La clôture de l'instruction a été ordonnée le 1er mars 2022, et l'affaire fixée à l'audience de plaidoirie du 10 mai 2022, où la décision a été mise en délibéré par mise à disposition au greffe au 6 juillet 2022, prorogé au 31 août 2022.

MOTIFS

Sur les fins de non recevoir

A titre liminaire, il convient de constater que Madame [Y] forme en cause d'appel des demandes de fixation de salaire en janvier 2022, de dommages et intérêts au titre d'un régime d'équivalence à temps partiel illicite, d'avenants à temps partiel illicite et de discrimination, demandes dont la recevabilité n'est pas contestée au visa des articles 564 et suivants du code de procédure civile.

En vertu de l'article 122 du code de procédure civile, constitue une fin de non recevoir tout moyen qui tend à faire déclarer l'adversaire irrecevable en sa demande, sans examen au fond, pour défaut du droit d'agir, tel le défaut de qualité, le défaut d'intérêt, la prescription, le délai préfix, la chose jugée.

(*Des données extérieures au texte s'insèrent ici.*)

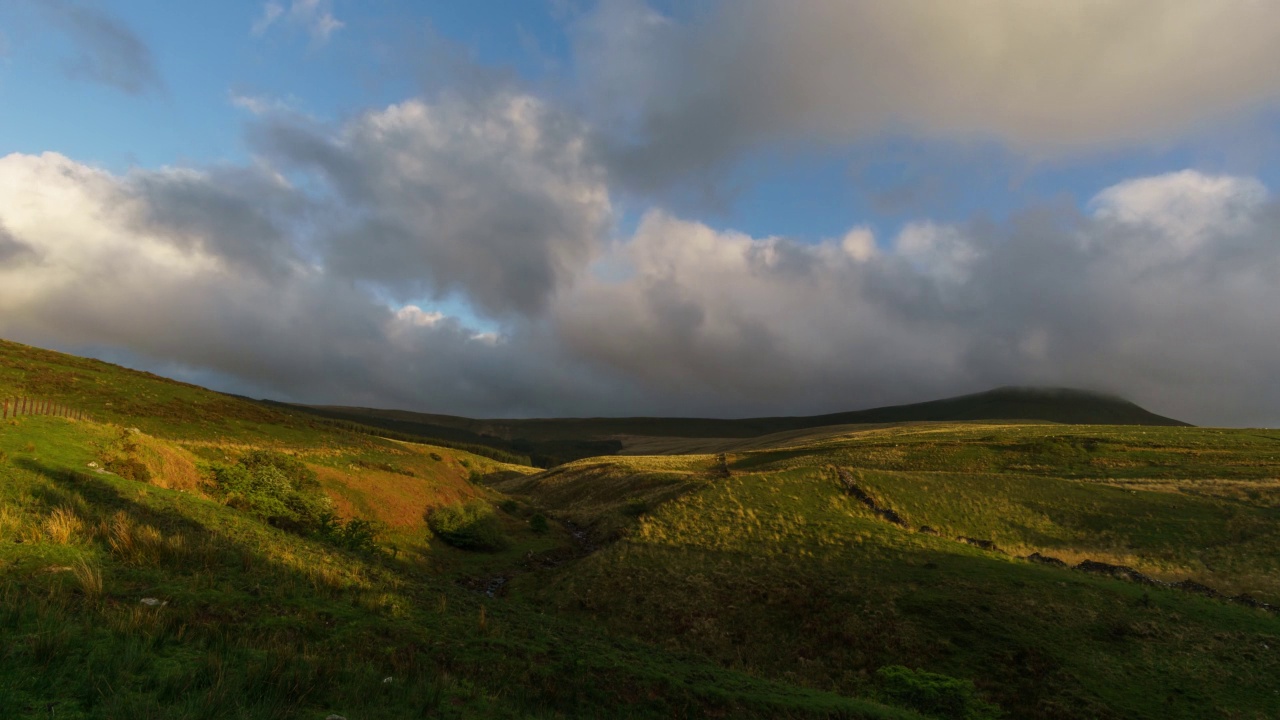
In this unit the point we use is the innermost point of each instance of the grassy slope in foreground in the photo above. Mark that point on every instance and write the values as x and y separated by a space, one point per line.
778 573
553 441
257 623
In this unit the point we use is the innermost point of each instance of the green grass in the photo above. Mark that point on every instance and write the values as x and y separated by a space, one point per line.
260 623
659 588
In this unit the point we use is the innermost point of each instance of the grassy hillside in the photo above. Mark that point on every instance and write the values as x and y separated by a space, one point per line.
160 596
780 572
246 620
553 441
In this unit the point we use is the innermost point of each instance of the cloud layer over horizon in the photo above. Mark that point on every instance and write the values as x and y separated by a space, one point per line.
499 253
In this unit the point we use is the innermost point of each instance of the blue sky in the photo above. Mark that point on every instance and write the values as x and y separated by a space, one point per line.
599 205
208 54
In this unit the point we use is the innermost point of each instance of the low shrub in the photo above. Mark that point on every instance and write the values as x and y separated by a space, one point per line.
470 525
128 468
356 534
932 693
277 487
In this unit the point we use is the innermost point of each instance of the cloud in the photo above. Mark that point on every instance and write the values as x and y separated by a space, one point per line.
108 51
311 16
117 273
1114 299
494 197
283 276
13 251
1042 78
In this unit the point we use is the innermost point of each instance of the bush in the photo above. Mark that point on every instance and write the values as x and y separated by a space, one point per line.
471 525
539 524
355 534
932 693
129 469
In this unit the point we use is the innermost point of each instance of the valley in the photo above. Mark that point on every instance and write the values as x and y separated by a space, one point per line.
186 554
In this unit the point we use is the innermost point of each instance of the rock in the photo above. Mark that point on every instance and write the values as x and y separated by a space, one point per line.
1247 600
1192 586
1121 572
1045 560
982 543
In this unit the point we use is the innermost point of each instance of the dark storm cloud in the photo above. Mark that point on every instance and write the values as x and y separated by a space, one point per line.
278 276
493 197
685 99
13 251
108 51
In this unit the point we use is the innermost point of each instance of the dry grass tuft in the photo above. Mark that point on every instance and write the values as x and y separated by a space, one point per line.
63 524
88 577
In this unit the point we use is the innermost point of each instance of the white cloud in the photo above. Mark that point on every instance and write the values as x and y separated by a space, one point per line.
236 272
1045 78
496 197
312 16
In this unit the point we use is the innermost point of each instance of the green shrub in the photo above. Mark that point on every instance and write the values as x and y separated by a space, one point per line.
932 693
355 534
275 487
471 525
539 524
129 469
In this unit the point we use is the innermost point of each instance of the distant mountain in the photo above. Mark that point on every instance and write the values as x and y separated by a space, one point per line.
551 441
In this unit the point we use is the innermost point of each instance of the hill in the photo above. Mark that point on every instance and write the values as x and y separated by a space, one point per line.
186 554
553 441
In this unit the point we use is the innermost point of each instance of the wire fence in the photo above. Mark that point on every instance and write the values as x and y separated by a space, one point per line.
16 406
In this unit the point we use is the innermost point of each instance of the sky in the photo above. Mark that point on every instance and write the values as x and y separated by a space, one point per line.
507 208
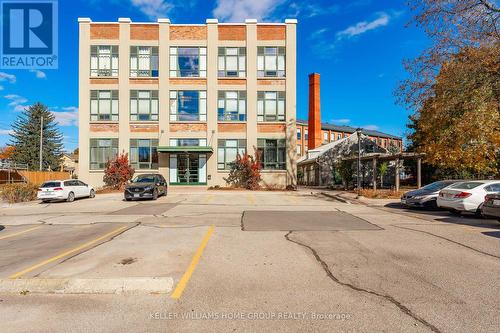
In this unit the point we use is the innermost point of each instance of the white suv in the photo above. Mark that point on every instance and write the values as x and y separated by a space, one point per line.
64 190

Dans le dispositif de ses écritures énonçant les prétentions sur lesquelles la cour est tenue de statuer en vertu de l'article 954 du code de procédure civile, la S.A. d'économie mixte Air Corsica forme une demande tendant à juger irrecevable car prescrite la demande de Madame [Y] tendant à voir constater une violation du principe 'à travail égal, salaire égal' pour la période de 2003 à 2017. Il se déduit de la formulation de cette demande et des écritures de la S.A. d'économie mixte Air Corsica qu'elle vise en réalité les prétentions de Madame [Y] en matière salariale au titre de l'inégalité de traitement. Compte tenu de la nature salariale de la créance et des dispositions de l'article L3245-1 du code du travail, dans sa version applicable aux données de l'espèce, la prescription, ayant commencé à courir le jour où l'intéressée avait connaissance de ses droits ou aurait du les exercer, les prétentions salariales au titre de l'inégalité de traitement, formées par Madame [Y] pour la période comprise entre les mois de janvier 2015 et décembre 2021 inclus, sont recevables, hormis celle aux fins de rappel de salaires pour inégalité de traitement pour la période antérieure au 2 janvier 2017 irrecevable comme prescrite, compte tenu de la date d'introduction de l'instance prud'homale, le 2 janvier 2020.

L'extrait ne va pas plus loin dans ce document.